I would just do a single temp. I loose about 10* when adding my grain. So start with 165* water. It’s easier to stir the grain to drop the temp than is is to try to warm it up.

So, once the grains/pumpkin are in my strainer, only sparge about 2.5 gallons of 170 F water over top of the grains/pumpkin in the strainer?

How big is your pot? If you are only able to boil ~3-4 gallons, yes 2.5 gallons of sparge water will get you close to the amount you can fit in your pot. Just play this by ear depending how much wort drains out of the grain/pumpkin.

Also, the pumpkin puree sounds like a good idea, I will probably do that.

Thanks for the responses[/quote]

At the risk of further complicating this thread. Yesterday I roasted 2 sugar pie pumpkins on the grill for approx. 90 min. with a pinch of Penzey’s Pumpkin pie spice on each until fork tender. After they were cool I scraped the flesh off the skin and pulsed that in the food processor. The puree smells like Thankgiving morning with atouch of smoke. I did the same thing last year and it really made a nice pumpkin Ale.

I wouldn’t puree the pumpkin - just roast in chunks and cut into cubes, then add to the mash in a separate bag. No need to sparge it.

I have a 5 gallon pot… and no need to sparge?

Idk if I will have room to add the pumpkin to the grains in a bag… it’s all going into my strainer. that’s my only means.

Thanks for the replies guys. Do you think I should add like a stabilizer or anything to the mash?

EDIT: Also, I saw you posted about controlling fermentation temps. Is there a reason for that? My hallway closet maintains a steady 65F at all times (I just moved here, and I’ve been reading it for around 3-4wks now). Is that bad?

EDIT 2: I think I’m just going to put a bunch of holes in the bottom of a 5gal bucket to mash the grains and pumpkin in. That way I don’t have to worry about it not fitting. Does that sound acceptable?

Here is what I would do with the information you have given us.

Go to the hardware store and buy a package of 5 gallon paint strainer bags. 2 in a pack.

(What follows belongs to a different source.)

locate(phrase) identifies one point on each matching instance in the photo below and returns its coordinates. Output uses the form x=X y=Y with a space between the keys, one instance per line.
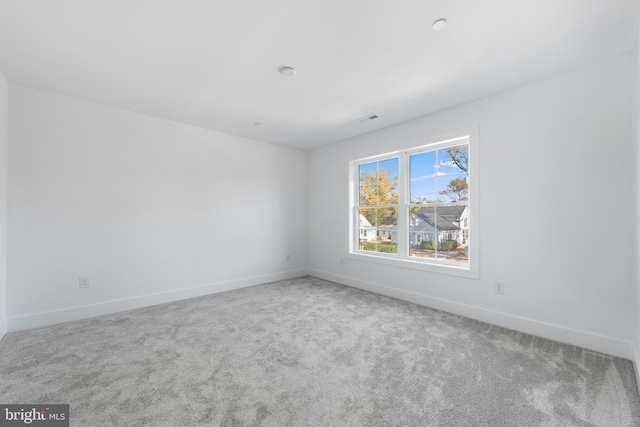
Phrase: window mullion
x=403 y=207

Roast the pumpkins. Puree and add some water to make a soup. Note how much water is added, probably 1-2qts. Bring this up to ~150*

Add your grain (3.5lbs) to 5.5qts of 160* water (just over 1.5qt/lb). Add the pumpkin soup.

This can all be done in your boil pot. If you need to add some heat, do so on low and stir. Don’t scorch it. If you wrap the pot in some towels you should be ok with the temp. Or you can add this all to your bottling bucket. Before putting it in the bucket, line the bucket with the 2 paint strainer bags. Both bags to trap more of the pumpkin pulp.

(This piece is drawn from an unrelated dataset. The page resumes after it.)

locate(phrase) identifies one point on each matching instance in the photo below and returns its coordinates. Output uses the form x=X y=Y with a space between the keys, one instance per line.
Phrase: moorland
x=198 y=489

After soaking the grain/pumpkin for 60 minutes, add 1 gallon of 180-190* water. Stir a couple of times and then drain 1qt. Add the qt back in and repeat. Then drain to your boil pot. You should have about 2.5 gallon.

Add 2.5-3 gallon of water to the grain/pumpkin. Stir a couple time and repeat the draining process. Now you should have ~4 gallon in your pot. My guess your gravity will be ~1.02 @ 4 gallons. Add 1/2 of your extract and finish like normal.

65* room temp isn’t bad. Fermentation generates heat. So your beer will be closer to the low 70’s. I like to keep the beer temp closer to 65*

[quote=“ILL810”]I have a 5 gallon pot… and no need to sparge? Idk if I will have room to add the pumpkin to the grains in a bag… it’s all going into my strainer. that’s my only means…Do you think I should add like a stabilizer or anything to the mash?[/quote]I meant there’s no need to sparge the pumpkin if you add it in chunks in its own bag, you can just pull it and allow to drain. And as Nighthawk posted, use paint-strainer bags for mashing, much easier to handle than a colander. Do not add stabilizer, it doesn’t work - if you have soft water, add a teaspoon of calcium chloride or gypsum to boost the calcium and don’t worry about it too much this first time, especially if you don’t have a way to measure pH.

What you will be doing is called a partial mash/mini mash. For more info look that up.

This is exactly what you’ll be doing except you’ll have to roast your fresh pumpkin in oven first

http://www.youtube.com/watch?v=qiczFSo7 ... re=related

So I should just follow that video… just like steeping a lot more specialty grains?

Sorry, I was reading “The Complete Joy of Homebrewing” for a lot of this partial mash info, and it seems to be a bit dated on some fronts. I like Palmer’s book a lot more.

Thanks for all the help guys!

[quote=“ILL810”]So I should just follow that video… just like steeping a lot more specialty grains?

Sorry, I was reading “The Complete Joy of Homebrewing” for a lot of this partial mash info, and it seems to be a bit dated on some fronts. I like Palmer’s book a lot more.

Thanks for all the help guys![/quote]

Doing a partial mash and steeping specialty grains are not the same thing at all. What he does is a partial mash. A partial mash contributes fermentable sugars to the wort. Steaping specialty grains only adds color/flavor.